During TJITCache's construction, the VMap is initialized by iterating through memory pages until either the end of ROM is reached, or the hash map is full (currently defined as 128 entries). Effectively, I think this pre-warms the cache with the first 128 KB of ROM. This explains why when the emulator runs its first instruction, it already has a JITUnit in the cache for it.

JIT page translation

JIT page translation occurs in TJITGenericPage::Init(). This function begins at the starting address of the page, and translates all the instructions it contains into JITUnit chains. Assuming a 1 KB page full of instructions, there will be 256 instructions translated into 256 JITUnit chains, as all ARM instructions are 32-bit.

Translation of each individual instruction occurs in TJITGenericPage::Translate(). The translation process evaluates the ARM instructions and creates a chain of one or more JITUnits that can each contain a function pointer to host-native code, or a 32-bit value.

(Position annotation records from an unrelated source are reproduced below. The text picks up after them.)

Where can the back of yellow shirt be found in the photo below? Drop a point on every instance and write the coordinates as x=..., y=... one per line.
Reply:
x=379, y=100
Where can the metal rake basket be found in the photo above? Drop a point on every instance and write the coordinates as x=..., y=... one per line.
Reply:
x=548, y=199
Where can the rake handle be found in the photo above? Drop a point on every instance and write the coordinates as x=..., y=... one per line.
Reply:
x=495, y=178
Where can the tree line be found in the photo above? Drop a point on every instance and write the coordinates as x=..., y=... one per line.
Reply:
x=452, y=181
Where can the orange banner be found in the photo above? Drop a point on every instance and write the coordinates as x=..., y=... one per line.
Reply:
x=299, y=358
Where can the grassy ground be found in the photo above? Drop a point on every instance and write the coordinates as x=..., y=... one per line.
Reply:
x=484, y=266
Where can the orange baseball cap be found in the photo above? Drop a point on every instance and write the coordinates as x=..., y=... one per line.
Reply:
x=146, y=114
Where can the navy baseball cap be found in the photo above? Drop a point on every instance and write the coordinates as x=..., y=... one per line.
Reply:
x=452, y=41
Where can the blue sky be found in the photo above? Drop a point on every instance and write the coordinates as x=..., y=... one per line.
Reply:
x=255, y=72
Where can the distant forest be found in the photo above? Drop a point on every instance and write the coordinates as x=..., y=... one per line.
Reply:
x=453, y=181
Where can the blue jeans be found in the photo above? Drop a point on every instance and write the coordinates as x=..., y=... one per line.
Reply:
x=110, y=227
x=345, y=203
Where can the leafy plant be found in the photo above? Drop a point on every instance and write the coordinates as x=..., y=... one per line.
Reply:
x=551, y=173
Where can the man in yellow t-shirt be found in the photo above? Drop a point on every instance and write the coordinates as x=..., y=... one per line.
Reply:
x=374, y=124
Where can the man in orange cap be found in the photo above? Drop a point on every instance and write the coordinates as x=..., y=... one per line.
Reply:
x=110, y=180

For example, the first instruction in the ROM is an unconditional branch. This is decoded into a chain of two JITUnits that look like this:

  • Function pointer for native Branch() function
  • New value for the PC (program counter)

Later, when the native Branch() function is called, Branch() is able to retrieve the new PC from the next JITUnit in the chain, and updates the TARMProcessor's PC register (r15) with that value.

Two other JIT implementations

In addition to Paul's original platform-agnostic JIT (the "generic JIT"), which translates ARM into an intermediate bytecode called JITUnits, there are two other implementations which can be swapped in.

The LLVM JIT

The LLVM JIT (on the llvm-dev branch of the GitHub repo) created by Paul uses LLVM to translate pages of ARM instructions to the host platform on-the-fly. This is nice because it is completely automatic, but the initial translation of the code is slow (ie; first boot can take several minutes or even longer). Execution is slow at this point too, but once the translated instructions are cached, execution is still slightly faster than the generic JIT (about 11K loops/sec in NewtTest vs. 8K on my MBPR)

Getting this set up to build is a little tricky. You will want to download and build llvm 3.5.0 with assertions disabled, something like this:

$ tar xvfJ llvm-3.5.0.src.tar.xz
$ cd llvm-3.5.0.src
$ ./configure --prefix=/opt/llvm-osx --enable-optimized --disable-assertions --enable-libcpp=yes
$ make -j4

Then, in the _Build_/Xcode folder, locate and run the BuildEinsteinLLVMConfig.sh script. This will locate your llvm installation and generate a file named EinsteinLLVM.xcconfig, which must be copied into _Build_/Xcode before Einstein can be built. The xcconfig file may get written to the root directory of the filesystem -- I'm not sure why.